Mais, cependant, ne pourrons-nous pas savoir ce que les ennemis des chrétiens en disent ? Car il semble qu’il n’est pas juste d’écouter les seuls chrétiens dans leur propre cause. La chose n’est pas bien difficile. Porphyre, Celsus, Julien surnommé l’Apostat se présentent d’abord pour soutenir que Jésus-Christ a fait tous ses miracles par une vertu magique, et que c’est un fantôme que les disciples ont vu, au lieu de Jésus-Christ ressuscité : c’est sur quoi je crois qu’on doit faire quelque réflexion ; car il est tout à fait remarquable que des hommes qui étaient encore plus envenimés contre les chrétiens que les incrédules d’aujourd’hui, et qui, étant dans des siècles plus proches de celui des apôtres, pouvaient être mieux instruits de la vérité ou de la fausseté de ces faits, n’osent pas les révoquer en doute, et sont contraints de recourir à des fantômes et à des vertus magiques pour se tirer d’embarras.
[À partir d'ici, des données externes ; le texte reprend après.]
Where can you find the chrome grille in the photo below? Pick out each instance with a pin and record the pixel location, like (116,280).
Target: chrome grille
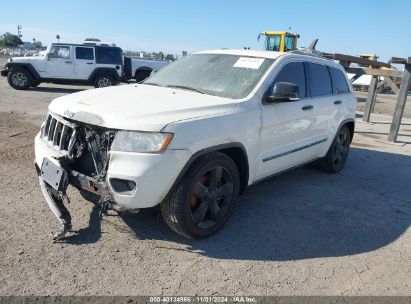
(57,132)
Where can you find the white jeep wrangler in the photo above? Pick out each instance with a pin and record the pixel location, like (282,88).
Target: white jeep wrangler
(194,135)
(62,63)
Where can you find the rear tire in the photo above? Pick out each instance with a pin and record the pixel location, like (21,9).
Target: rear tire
(104,80)
(337,155)
(204,198)
(19,78)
C’est une chose digne de considération, que Celsus, qui doutait auparavant qu’il y eût des magiciens, est contraint d’attribuer les miracles de Jésus-Christ à une vertu magique, comme Origène le lui reproche en quelque endroit.
Ainsi, il nous paraît d’abord que les premiers chrétiens étaient des gens de bon sens, et des gens de bien ; qu’une partie vivait dans un temps si prochain de’celui des apôtres, pendant la vie desquels toutes ces choses s’étaient passées, qu’il ne se pouvait qu’ils n’en sussent la vérité ; que cependant ils ont souffert la mort pour sceller la vérité d’une religion fondée sur ces faits, et que leurs ennemis n’ont osé entièrement les révoquer en doute.
Cependant je ne me rends pas encore ; il faut s’élever un peu plus haut, et s’arrêter à la fin du premier siècle, qui est le temps auquel, saint Jean, le dernier des apôtres, vivait encore, et auquel Polycarpe et Clément, dont nous avons déjà parlé, fleurissaient ; aussi ce sera là notre point fixe dans le chapitre suivant.